Die Unterschrift Putins unter Russlands Importstopp war noch gar nicht trocken, da riefen die Apfelbauern, die auch ohne Russland vor enormen Vermarktungsproblemen gestanden wären, bereits nach Unterstützung. Auch die Vertreter der Schweinebauern meinten den günstigen Wind nutzen zu müssen. Dabei waren Schweinexporte nach Russland wegen der afrikanischen Schweinepest schon seit dem Frühjahr nicht mehr möglich. Und bei der Milch lenkt man lieber das Licht auf Putin, als darauf, dass man den Milchsee, in dem man nun wieder schwimmt und der auf die Preise zu drücken droht, selbst durch kaum je da gewesene Überlieferungen verursacht hat. Genauso wie man lieber den Teufel drohender Bauernmilchpreissenkungen an die Wand malt und dabei vergisst zu sagen, dass in den vergangenen Monaten die Erzeugermilchpreise so hoch, wie kaum je zuvor und sogar auf dem Vor-EU-Niveau waren.
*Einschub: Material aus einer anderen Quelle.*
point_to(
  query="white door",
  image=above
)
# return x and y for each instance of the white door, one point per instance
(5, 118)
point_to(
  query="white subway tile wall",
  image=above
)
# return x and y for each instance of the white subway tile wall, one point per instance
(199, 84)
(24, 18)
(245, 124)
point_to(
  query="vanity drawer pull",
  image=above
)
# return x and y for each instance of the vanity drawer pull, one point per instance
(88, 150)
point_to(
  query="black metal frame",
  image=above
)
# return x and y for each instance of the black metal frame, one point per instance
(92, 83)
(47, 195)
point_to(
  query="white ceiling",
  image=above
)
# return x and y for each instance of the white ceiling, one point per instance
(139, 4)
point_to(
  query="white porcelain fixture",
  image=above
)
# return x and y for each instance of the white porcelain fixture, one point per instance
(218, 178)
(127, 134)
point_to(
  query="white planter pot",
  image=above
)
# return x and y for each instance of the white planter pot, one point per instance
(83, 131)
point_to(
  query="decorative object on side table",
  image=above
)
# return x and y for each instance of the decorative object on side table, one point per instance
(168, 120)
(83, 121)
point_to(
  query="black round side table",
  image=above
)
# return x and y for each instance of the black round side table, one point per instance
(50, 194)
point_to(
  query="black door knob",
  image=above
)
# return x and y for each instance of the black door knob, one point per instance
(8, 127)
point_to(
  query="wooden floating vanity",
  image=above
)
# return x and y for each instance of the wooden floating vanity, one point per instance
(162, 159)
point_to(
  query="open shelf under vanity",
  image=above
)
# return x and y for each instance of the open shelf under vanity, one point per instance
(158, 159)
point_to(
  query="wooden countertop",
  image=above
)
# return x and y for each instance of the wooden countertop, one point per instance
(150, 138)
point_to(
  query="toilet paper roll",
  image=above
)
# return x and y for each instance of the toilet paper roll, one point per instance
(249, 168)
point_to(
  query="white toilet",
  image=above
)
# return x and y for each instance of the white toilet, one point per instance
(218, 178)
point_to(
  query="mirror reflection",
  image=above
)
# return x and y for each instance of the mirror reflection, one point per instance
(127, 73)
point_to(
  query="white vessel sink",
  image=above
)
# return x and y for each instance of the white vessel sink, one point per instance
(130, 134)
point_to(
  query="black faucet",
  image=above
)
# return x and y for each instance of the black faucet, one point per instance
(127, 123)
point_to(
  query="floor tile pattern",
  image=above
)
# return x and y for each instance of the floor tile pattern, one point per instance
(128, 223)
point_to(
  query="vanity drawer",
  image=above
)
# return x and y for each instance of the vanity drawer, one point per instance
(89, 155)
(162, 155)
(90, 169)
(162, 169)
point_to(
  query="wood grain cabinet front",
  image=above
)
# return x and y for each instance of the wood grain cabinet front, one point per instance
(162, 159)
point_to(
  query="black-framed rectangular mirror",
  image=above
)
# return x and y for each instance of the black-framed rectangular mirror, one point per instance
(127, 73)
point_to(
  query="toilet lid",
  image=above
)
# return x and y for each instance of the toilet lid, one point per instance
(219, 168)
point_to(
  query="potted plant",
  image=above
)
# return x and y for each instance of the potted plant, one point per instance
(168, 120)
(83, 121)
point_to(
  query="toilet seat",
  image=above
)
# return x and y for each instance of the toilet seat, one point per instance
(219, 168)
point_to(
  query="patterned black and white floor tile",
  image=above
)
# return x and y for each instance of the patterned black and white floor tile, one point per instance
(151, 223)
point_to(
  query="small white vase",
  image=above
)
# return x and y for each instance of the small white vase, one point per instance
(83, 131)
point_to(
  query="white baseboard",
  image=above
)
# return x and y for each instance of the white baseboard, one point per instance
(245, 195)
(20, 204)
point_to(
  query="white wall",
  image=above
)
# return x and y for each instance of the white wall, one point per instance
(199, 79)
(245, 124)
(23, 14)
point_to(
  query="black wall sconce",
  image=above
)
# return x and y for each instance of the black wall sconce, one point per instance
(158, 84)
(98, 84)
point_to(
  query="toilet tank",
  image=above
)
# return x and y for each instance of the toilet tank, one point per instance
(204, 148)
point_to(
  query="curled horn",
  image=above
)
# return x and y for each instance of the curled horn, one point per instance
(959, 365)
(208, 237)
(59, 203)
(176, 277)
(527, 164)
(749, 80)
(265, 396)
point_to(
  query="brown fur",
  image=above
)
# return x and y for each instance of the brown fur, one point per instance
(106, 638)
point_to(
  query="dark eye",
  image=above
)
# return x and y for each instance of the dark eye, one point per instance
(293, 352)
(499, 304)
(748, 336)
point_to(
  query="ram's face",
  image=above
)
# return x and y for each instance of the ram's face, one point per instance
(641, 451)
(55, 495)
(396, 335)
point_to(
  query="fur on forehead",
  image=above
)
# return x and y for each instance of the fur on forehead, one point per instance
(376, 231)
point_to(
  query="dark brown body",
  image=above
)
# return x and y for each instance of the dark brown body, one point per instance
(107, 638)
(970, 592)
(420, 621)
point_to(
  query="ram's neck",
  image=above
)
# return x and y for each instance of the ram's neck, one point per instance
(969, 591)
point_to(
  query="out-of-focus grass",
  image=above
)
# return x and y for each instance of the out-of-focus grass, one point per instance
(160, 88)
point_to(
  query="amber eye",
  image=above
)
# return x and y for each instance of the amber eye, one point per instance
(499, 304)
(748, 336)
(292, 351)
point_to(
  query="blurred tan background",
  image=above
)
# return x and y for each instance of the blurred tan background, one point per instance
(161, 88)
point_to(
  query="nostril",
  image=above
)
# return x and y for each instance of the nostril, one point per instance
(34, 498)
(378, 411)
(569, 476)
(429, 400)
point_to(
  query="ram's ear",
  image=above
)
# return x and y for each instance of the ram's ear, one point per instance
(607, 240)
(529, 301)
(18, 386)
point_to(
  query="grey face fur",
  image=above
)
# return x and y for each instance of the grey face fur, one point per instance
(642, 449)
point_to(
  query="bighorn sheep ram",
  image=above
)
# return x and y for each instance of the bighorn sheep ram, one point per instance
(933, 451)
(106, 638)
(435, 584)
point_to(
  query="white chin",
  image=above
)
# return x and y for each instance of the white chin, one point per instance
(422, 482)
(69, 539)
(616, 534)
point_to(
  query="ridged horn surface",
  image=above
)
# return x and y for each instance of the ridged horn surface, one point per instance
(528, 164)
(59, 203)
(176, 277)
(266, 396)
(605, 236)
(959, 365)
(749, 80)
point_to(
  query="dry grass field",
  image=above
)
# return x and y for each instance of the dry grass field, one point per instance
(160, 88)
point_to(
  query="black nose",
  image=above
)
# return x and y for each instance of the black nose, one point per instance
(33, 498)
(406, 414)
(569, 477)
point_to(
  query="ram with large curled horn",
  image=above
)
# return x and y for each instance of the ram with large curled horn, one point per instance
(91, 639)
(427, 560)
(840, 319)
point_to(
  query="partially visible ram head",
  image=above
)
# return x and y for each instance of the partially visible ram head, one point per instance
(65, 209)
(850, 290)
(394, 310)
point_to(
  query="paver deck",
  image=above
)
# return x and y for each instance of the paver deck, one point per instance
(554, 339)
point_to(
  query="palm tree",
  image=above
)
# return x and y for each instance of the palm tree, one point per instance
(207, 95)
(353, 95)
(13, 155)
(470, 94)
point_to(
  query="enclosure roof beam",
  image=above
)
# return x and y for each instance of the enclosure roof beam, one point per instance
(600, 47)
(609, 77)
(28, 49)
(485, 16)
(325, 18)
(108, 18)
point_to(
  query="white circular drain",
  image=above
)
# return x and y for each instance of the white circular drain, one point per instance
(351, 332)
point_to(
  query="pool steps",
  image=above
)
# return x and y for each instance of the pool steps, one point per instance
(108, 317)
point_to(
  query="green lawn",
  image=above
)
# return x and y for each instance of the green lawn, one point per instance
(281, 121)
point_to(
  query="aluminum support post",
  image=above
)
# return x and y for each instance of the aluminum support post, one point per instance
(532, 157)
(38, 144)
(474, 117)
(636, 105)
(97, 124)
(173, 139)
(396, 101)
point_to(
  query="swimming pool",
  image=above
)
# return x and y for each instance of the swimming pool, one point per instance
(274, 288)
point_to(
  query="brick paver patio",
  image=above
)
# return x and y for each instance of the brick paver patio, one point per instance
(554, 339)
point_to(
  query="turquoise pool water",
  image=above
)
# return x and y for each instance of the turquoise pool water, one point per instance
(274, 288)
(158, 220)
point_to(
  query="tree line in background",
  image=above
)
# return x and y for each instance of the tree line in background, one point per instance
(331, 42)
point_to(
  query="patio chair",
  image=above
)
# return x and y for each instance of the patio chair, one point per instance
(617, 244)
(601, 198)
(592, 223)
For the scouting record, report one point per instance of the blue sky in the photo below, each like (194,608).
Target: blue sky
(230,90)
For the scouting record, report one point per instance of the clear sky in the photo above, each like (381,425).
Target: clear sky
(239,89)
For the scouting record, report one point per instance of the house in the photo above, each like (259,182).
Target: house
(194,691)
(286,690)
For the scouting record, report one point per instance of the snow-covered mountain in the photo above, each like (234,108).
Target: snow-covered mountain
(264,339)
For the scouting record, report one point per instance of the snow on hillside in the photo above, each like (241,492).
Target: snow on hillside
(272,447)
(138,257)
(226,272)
Keine andere Branche redet sich permanent selbst derart schlecht und hilflos, wie die Landwirtschaft.  Als ob es nur Unfähige und Betrogene wären, die in der früh in die Gummistiefel steigen, um in den Stall zu gehen, die Getreide, Milch und Fleisch erzeugen und die Landschaft in Schuss halten. Die nichts können und dem bösen Handel, den bösen Arbeiterkämmerern, der bösen EU oder Wladimir Putin auf Gedeih und Verderb ausgeliefert sind.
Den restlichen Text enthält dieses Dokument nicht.